Genus of foraminifers

Cibicides is a genus of cosmopolitan benthic foraminifera known from at least as far back as the Paleocene (Loeblich & Tappan, 1988) that extends down to the present.

The test, or shell, of Cibicides, which is commonly found attached, is multichambered, plano-convex, trochospiral, with a flat or dished-out evolute spiral side and a strongly arched, involute umbilical side. The test wall is calcareous, perforate, bilamellar, with a radial microstructure. The flat or nearly flat spiral side is coarsely perforate while the arched umbilical side is finely perforate. The apertural face and peripheral keel, where the two faces meet, are imperforate. Sutures on the spiral side are thickened and may be elevated, but are narrow and depressed on the umbilical side. The aperture a low interior-marginal equatorial opening that extends a short distance onto the umbilical side but continues along the spiral suture on the spiral side.

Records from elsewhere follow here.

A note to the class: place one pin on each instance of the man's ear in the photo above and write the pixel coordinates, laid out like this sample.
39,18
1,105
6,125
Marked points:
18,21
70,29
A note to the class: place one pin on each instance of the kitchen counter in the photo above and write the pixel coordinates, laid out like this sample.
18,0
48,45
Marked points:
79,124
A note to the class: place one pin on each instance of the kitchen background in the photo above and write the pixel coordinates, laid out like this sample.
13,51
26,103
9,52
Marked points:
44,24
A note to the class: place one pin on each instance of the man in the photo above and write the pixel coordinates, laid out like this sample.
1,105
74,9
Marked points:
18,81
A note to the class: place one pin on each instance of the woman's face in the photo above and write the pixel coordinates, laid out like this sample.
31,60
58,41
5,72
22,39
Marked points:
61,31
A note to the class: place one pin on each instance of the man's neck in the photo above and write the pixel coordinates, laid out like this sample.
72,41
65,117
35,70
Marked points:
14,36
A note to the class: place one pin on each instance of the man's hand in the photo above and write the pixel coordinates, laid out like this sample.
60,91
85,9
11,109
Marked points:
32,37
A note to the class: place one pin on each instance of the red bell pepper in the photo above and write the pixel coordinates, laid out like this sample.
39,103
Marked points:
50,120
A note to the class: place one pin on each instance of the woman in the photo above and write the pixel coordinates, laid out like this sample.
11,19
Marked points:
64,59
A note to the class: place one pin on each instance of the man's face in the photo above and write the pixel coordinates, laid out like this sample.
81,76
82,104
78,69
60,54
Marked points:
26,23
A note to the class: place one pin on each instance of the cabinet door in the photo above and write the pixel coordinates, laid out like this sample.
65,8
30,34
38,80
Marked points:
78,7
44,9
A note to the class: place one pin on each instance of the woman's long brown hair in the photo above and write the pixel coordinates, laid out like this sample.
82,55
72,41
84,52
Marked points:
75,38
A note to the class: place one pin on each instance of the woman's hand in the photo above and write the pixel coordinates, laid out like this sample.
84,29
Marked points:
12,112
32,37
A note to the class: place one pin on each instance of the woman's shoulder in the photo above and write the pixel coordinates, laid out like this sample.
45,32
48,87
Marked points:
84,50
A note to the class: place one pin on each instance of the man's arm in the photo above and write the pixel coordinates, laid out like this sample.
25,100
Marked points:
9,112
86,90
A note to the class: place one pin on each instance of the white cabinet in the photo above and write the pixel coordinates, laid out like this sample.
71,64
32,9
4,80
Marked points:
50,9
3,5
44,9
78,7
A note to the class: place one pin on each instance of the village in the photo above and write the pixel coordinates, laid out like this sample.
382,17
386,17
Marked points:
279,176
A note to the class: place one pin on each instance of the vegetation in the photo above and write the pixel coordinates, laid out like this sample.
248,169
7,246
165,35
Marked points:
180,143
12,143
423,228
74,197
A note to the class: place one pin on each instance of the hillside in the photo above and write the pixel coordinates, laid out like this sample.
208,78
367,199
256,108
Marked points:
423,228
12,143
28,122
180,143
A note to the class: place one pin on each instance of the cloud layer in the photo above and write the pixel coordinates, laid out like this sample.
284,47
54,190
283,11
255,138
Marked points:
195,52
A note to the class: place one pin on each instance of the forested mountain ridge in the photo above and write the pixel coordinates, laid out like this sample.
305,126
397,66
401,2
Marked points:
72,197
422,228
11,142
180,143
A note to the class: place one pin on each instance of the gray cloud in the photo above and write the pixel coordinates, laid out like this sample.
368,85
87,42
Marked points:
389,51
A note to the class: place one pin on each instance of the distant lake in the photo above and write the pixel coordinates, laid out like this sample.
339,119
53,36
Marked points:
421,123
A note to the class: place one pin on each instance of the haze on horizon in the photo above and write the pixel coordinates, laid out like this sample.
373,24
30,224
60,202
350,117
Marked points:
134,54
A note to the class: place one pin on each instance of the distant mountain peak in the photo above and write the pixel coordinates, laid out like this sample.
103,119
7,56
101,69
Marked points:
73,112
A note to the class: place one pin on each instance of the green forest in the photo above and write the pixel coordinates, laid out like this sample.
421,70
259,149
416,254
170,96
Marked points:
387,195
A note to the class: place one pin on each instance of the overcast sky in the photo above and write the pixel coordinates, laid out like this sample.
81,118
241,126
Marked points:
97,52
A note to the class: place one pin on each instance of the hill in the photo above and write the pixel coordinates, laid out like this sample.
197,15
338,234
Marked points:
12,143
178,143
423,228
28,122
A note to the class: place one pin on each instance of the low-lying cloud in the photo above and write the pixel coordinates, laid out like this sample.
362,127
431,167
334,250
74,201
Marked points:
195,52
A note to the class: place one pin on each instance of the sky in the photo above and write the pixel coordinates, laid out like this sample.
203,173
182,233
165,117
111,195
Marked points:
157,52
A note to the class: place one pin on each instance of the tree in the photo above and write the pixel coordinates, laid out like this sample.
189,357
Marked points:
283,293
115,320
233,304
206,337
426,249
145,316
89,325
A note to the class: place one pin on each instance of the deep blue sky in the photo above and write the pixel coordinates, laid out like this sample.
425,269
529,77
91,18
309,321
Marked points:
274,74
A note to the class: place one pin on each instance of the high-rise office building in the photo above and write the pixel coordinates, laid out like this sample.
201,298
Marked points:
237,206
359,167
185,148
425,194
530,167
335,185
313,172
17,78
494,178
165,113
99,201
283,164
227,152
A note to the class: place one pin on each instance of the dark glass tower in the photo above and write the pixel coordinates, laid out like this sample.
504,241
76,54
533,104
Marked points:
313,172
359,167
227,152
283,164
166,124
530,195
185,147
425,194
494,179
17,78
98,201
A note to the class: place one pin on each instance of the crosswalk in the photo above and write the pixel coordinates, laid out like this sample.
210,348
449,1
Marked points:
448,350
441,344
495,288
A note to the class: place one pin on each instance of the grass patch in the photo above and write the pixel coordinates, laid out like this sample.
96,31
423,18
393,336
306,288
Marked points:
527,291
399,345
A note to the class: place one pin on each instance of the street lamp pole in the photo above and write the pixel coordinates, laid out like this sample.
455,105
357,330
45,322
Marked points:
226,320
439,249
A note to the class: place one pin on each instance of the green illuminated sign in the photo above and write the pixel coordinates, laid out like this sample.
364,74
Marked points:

Cibicides, named by Montfort, 1808, is included in the subfamily Cibicidinae, family Cibicididae, superfamily Planorbulinoidea; suborder Rotaliina in Loeblich and Tappan, 1987 and order Rotaliida in Loeblack and Tappan, 1992. It was put, instead, in the Orbitoidoidea in Loeblcih and Tappan, 1964, in the Treatise Part C, and in the Anomalinidae in Cushman, 1950.